For those of you who don’t know, Rufus is Chewie’s brother and whenever I get to puppy sit for my nephew, we do photo shoots. You can see them here if you search my ‘little guys’ category on the side bar. I’m not linking for you (vacation mode). In order to get Rufus to stand still, because he doesn’t. Ever. I ply him with string cheese. String cheese and poached chicken are pretty much reserved for photo shoots. Rufus is going to be 5 years old this summer so at this point, let’s just say he gets me. Also, for dog shoots, I generally have a helpful and enthusiastic puppy wrangler, Dug.

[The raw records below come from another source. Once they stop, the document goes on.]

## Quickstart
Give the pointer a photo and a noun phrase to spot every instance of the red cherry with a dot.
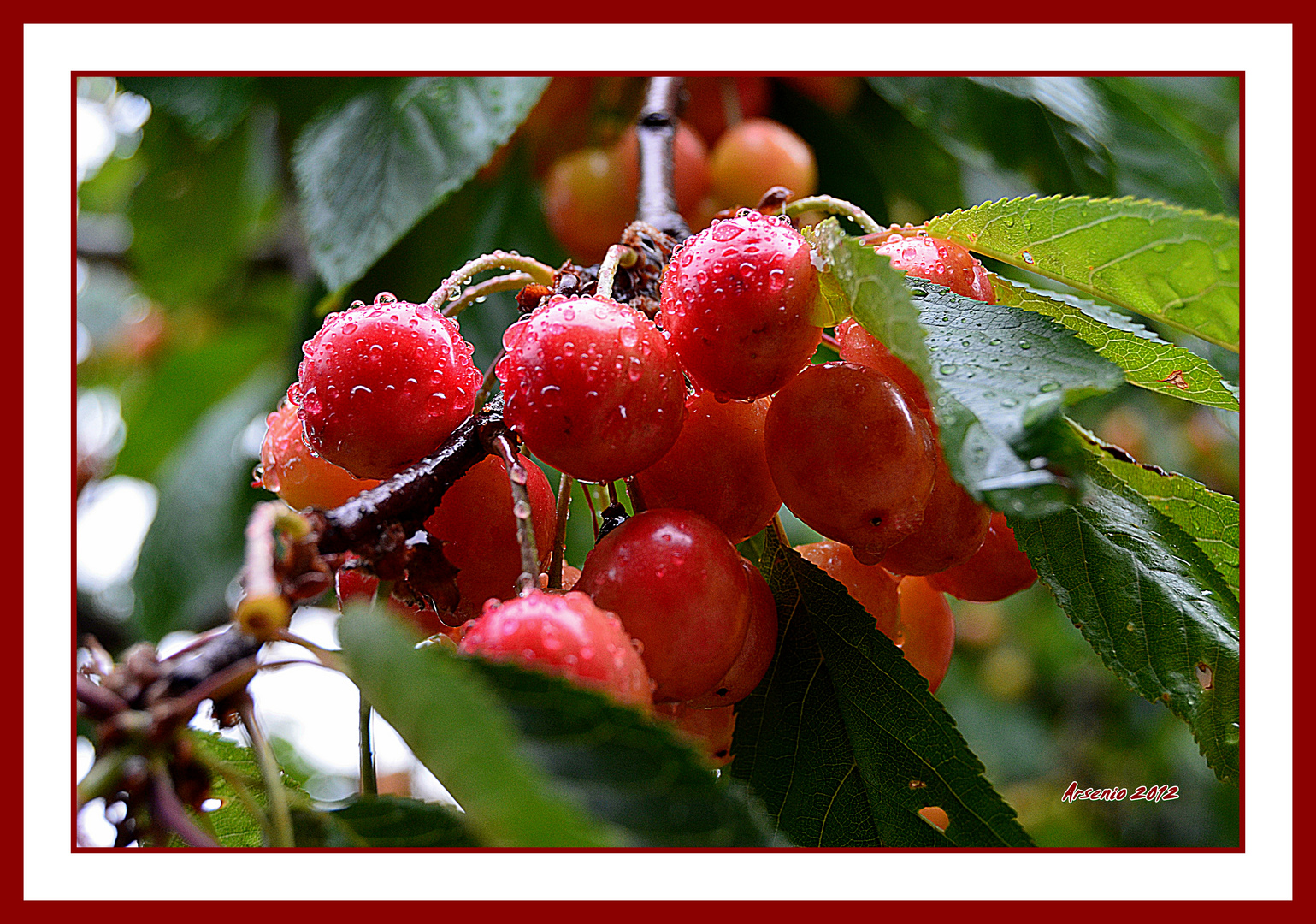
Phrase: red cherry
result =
(739, 305)
(927, 630)
(935, 259)
(999, 569)
(870, 584)
(757, 652)
(717, 467)
(382, 385)
(291, 471)
(591, 388)
(565, 635)
(478, 530)
(953, 528)
(850, 457)
(708, 731)
(678, 586)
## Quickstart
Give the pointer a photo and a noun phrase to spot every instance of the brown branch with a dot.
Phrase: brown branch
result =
(656, 131)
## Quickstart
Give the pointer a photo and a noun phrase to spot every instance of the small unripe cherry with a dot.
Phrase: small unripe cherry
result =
(382, 386)
(291, 471)
(999, 569)
(757, 652)
(476, 527)
(717, 467)
(565, 635)
(740, 305)
(678, 586)
(757, 154)
(939, 261)
(850, 457)
(927, 630)
(593, 388)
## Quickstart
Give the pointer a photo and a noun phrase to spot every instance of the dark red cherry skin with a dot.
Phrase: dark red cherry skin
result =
(476, 527)
(565, 635)
(850, 457)
(953, 528)
(861, 347)
(999, 569)
(757, 652)
(939, 261)
(382, 386)
(717, 467)
(739, 305)
(927, 630)
(678, 586)
(593, 388)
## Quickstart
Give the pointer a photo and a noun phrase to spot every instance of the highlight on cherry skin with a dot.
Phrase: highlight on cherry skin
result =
(741, 305)
(678, 586)
(565, 635)
(591, 388)
(382, 385)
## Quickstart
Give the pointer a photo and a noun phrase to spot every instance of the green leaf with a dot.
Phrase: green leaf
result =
(1149, 601)
(1148, 361)
(233, 823)
(842, 740)
(999, 378)
(1157, 259)
(370, 166)
(208, 107)
(195, 545)
(385, 821)
(1210, 518)
(536, 761)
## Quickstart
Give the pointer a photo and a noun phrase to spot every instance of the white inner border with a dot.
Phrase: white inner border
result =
(1264, 51)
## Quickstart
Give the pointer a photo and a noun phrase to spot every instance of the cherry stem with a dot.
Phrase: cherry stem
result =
(499, 259)
(833, 205)
(619, 254)
(656, 131)
(517, 478)
(478, 291)
(637, 498)
(559, 536)
(270, 773)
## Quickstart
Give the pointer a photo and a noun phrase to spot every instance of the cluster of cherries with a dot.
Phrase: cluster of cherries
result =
(716, 415)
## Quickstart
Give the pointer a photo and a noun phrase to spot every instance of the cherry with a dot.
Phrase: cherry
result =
(678, 586)
(757, 652)
(476, 527)
(756, 156)
(939, 261)
(739, 303)
(591, 388)
(870, 584)
(353, 581)
(850, 457)
(708, 731)
(717, 467)
(999, 569)
(381, 386)
(927, 630)
(292, 471)
(952, 530)
(590, 195)
(565, 635)
(861, 347)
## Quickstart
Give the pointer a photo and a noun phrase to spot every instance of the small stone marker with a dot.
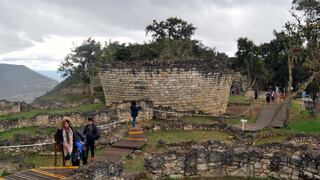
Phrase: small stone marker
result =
(243, 122)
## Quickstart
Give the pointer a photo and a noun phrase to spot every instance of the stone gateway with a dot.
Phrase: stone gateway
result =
(184, 86)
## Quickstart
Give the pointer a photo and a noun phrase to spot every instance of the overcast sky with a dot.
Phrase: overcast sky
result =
(40, 33)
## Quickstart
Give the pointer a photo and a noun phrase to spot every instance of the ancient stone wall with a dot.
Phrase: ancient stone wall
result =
(214, 159)
(78, 119)
(181, 89)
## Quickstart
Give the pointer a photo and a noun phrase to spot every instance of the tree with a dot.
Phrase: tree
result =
(83, 61)
(250, 62)
(173, 28)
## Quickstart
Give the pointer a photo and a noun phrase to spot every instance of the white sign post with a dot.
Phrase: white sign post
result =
(243, 122)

This day, though, everything was different. I was alone with the boys when I put on their sweaters and groomed them. Then, I set up the equipment in front of the boys so they immediately understood what was coming next. From that point on, Rufus pretty much called the shots. I started with him because Chewie gets tons of camera play. I placed him on the floor by himself on set. He quickly decided he wanted to be standing on the pebble stool where I was going to park myself to shoot. After he hopped on it twice I moved it into frame for him and he posed patiently through about 15 minutes of commands. I discovered that if I made a particular, totally embarrassing sound, I could get him to place his ears exactly the way I wanted them. Eventually Chewie, who had been watching disinterestedly from the couch, decided Rufus was getting too much attention and he hopped from his perch and sauntered into the frame. As for getting the two of them on the ottoman together, well, I just plopped Chewie on top and told them both to deal with themselves. Chewie was pretty much stuck because he does’t like to walk on the uneven ground under his paws. After I checked the shots for focus on the computer I dragged Rufie’s bed over and told him to make love to the camera (while making that super odd noise again). And that’s it. No treats. Not a single one. No begging, pleading, or empty promises of bitches. No divas storming off set. Just 2 consummate professionals modeling.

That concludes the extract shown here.